Wednesday, 19 November 2008

Ex-Khmer Rouge admirer says sorry

Almost two million people died under Pol Pot's regime

By Guy De Launey
BBC News, Phnom Penh

Gunnar Bergstrom has the slightly bemused air of a man who has just realised the joke is on him.

Finding himself back in a much changed Phnom Penh after a 30 year absence probably has a lot to do with it.

But repeatedly explaining how his younger self was conned must surely have had an impact as well.

This former Khmer Rouge supporter is here on a mission of redemption and reconciliation.
In just two days he has already visited genocide memorials and former torture centres, faced a grilling on Cambodian television, and a seminar audience full of survivors of the Pol Pot era.

Over the next two weeks, he will take a similar message of contrition to the provinces.

'Liberators'

It might not be possible to turn back the clock, but Mr Bergstrom is at least going to try to explain why he and his colleagues in the Swedish Cambodian Friendship Association not only sympathised with the Khmer Rouge, but enjoyed the organisation's hospitality on a two-week visit in 1978 - even dining at the same table as leader Pol Pot.
" We didn't want to believe that the liberators had become oppressors "

"I was at that time a member of a friendship association which was a remnant of the anti-Vietnam/Cambodia War movement in Sweden, which was very strong in the Western world," Mr Bergstrom told the BBC.

"Of course we didn't want to believe that the liberators had become oppressors."

The Swedish group were far from unique in their long-distance support of communist groups in Cambodia, Vietnam and Laos.

And they were not the only ones who were reluctant to accept that the supposed "good guys" who had fought against US-backed forces might possess serious flaws of their own.

The poet and foreign correspondent James Fenton faced a similar dilemma when he arrived in Cambodia shortly before the shambolic Lon Nol regime fell to the merciless, black-clad Khmer Rouge.

Serious flaws

"I admired the Vietcong and, by extension, the Khmer Rouge," he writes in All The Wrong Places. "The theory was, and is, that where a genuine movement of national liberation was fighting against imperialism, it received our unconditional support."

With first-hand experience of the situation, the reporter soon came to fear the Khmer Rouge in the same way most Cambodians would.
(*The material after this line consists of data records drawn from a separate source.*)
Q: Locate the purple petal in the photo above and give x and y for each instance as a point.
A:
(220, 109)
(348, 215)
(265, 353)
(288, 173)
But once Pol Pot and his men were in power, they closed the country to foreign journalists, so long-distance admirers like Mr Bergstrom knew little of the true picture.
Gunnar Bergstrom accepted a rare invitation to tour Cambodia in 1978

"We thought that the movement, the revolution here, was an example to the third world," he says now.

"They didn't take foreign aid, they relied on their own forces, no money, egalitarian… 'The atrocity stories cannot be true totally anyway; probably just slander.' That maybe was the picture in 1978."

So the Swedish group were happy to accept a rare invitation to tour Cambodia.

Their movements were closely controlled, and sightseeing opportunities put forward only the best face of the revolution.

Modern rubber factories, efficient collective farms and smiling workers were all presented for the delegation's edification.

Mr Bergstrom says that even then he knew that everything could not be as it appeared, that all the refugee stories about atrocities could not be lies, but he admits to suppressing his doubts.

"I was crazy enough to support the Khmer Rouge when I came home, and I quieted that voice," he sighs.

Full horror

Within months of his visit, Vietnamese-backed forces ousted the Khmer Rouge, and the full horror of the Pol Pot era finally became public knowledge.

Mr Bergstrom's support of the revolution came to an abrupt halt.

Now the Documentation Centre of Cambodia, which has been gathering evidence for the Khmer Rouge Tribunal, has arranged for the former Swedish solidarity group member to return.
" People say, 'Now he's apologised, we accept it.' It's important for many people to hear such things "

The centre's director, Youk Chhang, hopes that Mr Bergstrom's latest tour will help the reconciliation process.

"People say, 'We were right - foreigners were here to help the Khmer Rouge and now he's apologised, we accept it.' It's important for many people to hear such things."

It is important for Mr Bergstrom to say it as well.

He has donated his photos from the 1978 trip to the centre, and they will be displayed permanently at the Tuol Sleng genocide museum.

Each snap - smiling women, deserted bus stations, a riverboat party - has two contrasting captions, labelled "Thoughts from 1978" and "Thoughts Now".

Some have a third caption: "Forbidden Thought at the Time".

The "quieted voice" is no longer silent.